Saturday, July 03, 2010
Rereading Anne of Ingleside
After this latest reread, Anne of Ingleside remains my least favourite Anne book, and my least favourite but one L.M. Montgomery novel. Anne's children are noxiously cute and her perfect motherhood cloying. But I'm glad to have dipped back into it all the same for the dark undercurrent in it that intrigues me. I remembered the story of Peter Kirk's funeral, and of Anne and Gilbert's anniversary reunion with Christine Stuart as strong points of the book. But I don't think that I'd noticed before that most of the rest of the episodes in it, even the cutesy kid ones, are also tales of disillusionment.

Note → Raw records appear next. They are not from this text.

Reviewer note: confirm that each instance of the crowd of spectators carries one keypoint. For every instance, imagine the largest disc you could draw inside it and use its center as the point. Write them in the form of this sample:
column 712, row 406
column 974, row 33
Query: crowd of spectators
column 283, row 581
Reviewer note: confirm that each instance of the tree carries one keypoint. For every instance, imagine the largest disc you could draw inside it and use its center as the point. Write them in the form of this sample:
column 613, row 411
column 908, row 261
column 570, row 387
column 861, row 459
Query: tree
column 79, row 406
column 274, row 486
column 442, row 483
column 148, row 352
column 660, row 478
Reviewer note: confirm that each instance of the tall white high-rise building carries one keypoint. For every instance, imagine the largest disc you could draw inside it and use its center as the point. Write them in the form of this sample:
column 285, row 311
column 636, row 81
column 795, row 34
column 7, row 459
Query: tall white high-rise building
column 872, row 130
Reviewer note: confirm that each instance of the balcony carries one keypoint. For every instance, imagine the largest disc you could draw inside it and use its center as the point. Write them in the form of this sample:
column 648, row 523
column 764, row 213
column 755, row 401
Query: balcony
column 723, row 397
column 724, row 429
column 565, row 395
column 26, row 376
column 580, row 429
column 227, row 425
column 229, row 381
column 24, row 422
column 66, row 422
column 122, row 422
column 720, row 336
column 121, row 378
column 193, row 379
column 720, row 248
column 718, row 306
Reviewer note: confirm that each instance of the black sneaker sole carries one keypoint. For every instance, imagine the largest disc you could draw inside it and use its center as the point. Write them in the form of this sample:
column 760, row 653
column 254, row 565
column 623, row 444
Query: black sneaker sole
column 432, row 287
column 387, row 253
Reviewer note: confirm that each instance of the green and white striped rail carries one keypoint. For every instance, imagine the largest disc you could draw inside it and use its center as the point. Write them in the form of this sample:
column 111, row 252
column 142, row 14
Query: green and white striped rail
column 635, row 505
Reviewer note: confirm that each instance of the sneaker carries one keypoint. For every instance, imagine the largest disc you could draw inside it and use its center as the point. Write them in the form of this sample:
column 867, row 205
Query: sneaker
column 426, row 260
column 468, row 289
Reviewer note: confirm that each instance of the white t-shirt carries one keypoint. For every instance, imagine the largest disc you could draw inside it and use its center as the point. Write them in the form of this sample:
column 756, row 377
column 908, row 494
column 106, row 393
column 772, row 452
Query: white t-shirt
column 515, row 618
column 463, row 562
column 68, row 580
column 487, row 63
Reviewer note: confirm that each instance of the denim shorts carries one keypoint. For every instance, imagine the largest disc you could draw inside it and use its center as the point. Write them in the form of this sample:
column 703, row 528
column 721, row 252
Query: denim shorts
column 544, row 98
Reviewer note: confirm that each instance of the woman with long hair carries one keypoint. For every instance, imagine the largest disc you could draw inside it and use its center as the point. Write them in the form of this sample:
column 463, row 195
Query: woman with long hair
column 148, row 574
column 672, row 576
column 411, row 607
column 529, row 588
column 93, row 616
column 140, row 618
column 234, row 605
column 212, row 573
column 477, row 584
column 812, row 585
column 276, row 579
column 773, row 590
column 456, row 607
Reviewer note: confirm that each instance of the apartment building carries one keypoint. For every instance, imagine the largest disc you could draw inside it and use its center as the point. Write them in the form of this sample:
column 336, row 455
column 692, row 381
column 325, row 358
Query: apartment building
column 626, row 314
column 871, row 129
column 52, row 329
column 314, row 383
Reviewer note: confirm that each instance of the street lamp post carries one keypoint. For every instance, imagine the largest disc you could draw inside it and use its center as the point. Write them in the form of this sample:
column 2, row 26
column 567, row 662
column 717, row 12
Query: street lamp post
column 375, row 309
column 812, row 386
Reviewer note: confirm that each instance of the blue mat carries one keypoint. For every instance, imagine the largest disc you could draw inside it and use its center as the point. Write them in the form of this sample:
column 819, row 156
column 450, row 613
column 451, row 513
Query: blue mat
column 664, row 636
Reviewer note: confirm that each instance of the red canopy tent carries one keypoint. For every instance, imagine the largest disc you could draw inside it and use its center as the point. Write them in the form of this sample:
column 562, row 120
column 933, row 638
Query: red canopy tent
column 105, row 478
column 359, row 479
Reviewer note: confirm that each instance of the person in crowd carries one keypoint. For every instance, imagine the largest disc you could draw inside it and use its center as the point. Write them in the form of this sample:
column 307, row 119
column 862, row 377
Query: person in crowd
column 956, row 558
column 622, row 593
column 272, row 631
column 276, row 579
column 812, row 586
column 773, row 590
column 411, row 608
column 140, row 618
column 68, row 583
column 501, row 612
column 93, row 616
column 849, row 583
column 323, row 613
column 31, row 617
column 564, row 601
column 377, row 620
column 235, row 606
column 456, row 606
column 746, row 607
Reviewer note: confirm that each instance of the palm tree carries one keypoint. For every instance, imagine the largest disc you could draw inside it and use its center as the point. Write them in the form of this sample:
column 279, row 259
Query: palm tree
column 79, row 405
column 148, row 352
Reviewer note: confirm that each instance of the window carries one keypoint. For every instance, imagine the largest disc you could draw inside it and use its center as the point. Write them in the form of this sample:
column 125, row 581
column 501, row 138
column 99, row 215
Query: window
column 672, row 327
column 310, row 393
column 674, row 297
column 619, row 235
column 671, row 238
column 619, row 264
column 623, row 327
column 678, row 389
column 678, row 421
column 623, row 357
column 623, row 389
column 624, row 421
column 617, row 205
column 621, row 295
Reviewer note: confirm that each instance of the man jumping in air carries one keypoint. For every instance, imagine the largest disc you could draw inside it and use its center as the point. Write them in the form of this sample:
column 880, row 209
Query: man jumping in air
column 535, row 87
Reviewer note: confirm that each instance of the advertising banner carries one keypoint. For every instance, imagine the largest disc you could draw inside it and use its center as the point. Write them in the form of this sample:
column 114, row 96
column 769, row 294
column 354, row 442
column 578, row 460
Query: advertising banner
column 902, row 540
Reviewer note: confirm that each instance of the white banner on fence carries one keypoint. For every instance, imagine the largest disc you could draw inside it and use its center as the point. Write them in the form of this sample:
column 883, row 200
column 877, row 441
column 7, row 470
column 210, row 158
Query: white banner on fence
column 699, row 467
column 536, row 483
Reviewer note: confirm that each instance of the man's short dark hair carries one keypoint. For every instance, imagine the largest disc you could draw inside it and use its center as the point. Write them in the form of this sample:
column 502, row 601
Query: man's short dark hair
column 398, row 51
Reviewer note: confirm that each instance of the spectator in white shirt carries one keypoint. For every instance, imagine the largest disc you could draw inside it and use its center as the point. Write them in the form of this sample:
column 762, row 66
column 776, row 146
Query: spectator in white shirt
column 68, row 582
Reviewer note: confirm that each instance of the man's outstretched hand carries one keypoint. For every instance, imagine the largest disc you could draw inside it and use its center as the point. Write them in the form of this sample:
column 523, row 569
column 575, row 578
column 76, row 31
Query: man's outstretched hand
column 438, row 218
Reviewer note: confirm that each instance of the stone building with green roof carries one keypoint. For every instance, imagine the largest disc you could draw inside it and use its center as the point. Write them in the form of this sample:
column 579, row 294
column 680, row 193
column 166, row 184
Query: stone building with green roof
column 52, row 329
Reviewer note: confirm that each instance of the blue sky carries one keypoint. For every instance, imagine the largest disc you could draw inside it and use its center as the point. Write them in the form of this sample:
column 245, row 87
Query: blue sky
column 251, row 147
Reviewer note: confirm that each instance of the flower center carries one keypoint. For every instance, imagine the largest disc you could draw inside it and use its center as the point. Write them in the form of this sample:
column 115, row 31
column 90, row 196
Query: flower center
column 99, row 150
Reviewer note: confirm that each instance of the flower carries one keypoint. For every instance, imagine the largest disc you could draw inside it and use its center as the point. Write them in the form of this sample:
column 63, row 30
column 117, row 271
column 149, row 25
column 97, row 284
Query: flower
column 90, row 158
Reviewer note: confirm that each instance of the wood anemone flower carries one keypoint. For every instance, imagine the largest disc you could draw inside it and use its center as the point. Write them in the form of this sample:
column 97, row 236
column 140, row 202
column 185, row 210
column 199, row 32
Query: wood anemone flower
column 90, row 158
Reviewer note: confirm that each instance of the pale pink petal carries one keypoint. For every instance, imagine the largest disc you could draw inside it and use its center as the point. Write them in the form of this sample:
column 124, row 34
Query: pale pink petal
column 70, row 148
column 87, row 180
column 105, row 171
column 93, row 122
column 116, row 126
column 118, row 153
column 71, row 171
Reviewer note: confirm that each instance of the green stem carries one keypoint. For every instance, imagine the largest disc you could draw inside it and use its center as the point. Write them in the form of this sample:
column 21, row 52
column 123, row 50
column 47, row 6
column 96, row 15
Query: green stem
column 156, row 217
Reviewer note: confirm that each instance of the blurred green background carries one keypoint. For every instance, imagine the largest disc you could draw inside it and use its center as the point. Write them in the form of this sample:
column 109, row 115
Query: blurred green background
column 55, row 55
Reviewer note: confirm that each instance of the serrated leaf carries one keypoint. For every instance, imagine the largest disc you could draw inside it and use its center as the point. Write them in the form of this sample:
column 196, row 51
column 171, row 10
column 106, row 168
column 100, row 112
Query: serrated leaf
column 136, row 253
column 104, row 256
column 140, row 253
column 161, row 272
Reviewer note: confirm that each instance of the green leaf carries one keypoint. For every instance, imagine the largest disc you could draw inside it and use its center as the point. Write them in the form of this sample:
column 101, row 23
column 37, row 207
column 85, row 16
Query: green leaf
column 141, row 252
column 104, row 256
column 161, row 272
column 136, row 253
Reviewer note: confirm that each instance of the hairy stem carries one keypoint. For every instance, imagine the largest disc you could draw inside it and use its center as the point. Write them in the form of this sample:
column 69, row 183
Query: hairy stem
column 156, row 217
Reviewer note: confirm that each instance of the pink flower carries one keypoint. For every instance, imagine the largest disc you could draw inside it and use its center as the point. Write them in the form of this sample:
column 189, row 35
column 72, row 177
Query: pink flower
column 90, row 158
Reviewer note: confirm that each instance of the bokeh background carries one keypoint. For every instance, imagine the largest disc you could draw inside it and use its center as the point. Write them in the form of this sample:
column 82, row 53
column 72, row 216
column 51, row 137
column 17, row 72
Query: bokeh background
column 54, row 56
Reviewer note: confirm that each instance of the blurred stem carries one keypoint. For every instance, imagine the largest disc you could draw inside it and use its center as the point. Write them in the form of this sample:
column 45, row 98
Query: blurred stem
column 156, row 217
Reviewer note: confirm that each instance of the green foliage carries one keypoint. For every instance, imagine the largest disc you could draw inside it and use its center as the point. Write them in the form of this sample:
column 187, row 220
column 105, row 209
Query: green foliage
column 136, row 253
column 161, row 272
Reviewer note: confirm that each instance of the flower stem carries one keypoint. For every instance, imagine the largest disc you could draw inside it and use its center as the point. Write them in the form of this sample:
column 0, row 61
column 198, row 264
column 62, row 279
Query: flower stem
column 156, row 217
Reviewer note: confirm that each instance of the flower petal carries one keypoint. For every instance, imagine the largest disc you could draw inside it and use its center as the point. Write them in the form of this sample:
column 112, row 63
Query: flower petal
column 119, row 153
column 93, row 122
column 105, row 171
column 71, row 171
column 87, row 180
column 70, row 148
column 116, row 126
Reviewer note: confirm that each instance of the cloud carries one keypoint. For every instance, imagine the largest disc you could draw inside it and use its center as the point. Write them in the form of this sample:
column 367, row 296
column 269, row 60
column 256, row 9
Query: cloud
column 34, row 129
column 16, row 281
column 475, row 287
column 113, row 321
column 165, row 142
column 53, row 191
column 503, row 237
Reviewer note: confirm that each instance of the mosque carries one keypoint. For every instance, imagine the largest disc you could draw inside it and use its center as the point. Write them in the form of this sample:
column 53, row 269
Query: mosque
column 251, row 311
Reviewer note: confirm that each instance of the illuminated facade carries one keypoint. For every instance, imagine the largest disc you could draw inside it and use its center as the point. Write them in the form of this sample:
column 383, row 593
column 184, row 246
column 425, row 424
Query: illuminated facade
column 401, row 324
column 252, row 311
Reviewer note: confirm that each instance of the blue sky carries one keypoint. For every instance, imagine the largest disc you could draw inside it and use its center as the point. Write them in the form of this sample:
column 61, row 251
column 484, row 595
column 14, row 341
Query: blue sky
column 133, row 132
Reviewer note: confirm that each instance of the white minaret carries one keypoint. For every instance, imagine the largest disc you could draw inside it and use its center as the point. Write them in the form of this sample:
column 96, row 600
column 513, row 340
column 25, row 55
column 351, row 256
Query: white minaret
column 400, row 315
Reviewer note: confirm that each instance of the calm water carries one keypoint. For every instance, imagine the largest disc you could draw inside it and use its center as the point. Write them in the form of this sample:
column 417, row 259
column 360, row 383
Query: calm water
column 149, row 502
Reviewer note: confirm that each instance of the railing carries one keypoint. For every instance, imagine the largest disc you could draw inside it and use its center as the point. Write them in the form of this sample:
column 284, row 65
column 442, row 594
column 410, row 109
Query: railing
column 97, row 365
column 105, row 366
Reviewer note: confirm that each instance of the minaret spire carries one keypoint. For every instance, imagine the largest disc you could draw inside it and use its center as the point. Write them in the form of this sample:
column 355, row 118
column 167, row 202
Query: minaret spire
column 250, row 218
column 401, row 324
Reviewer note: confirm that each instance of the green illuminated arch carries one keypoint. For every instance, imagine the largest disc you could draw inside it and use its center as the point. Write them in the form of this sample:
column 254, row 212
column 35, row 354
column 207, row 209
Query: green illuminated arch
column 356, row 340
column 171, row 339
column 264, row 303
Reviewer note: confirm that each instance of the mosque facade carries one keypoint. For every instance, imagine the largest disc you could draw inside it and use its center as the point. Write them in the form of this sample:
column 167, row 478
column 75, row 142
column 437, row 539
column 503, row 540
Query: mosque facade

I'm looking forward to reading The Blythes are Quoted with this fresh in my mind and thinking about these books together as examplars of what editor Benjamin Lefebvre terms Montgomery's "late style." Also, speaking of style, this time around I appreciated how well structured Anne of Ingleside is, weaving deftly through seasons and years and in and out of key moments in different characters' lives, and thereby painting a rich picture of the Blythe household and the broader Glen St. Mary community. Finally, the meeting of Susan Baker and Rebecca Dew, two of my favourite characters in Montgomery's oeuvre and indeed in literature generally, is in itself worth the price of admission. What fun Montgomery must have had writing that bit of dialogue and the correspondence that followed. On now to a reread of Rainbow Valley.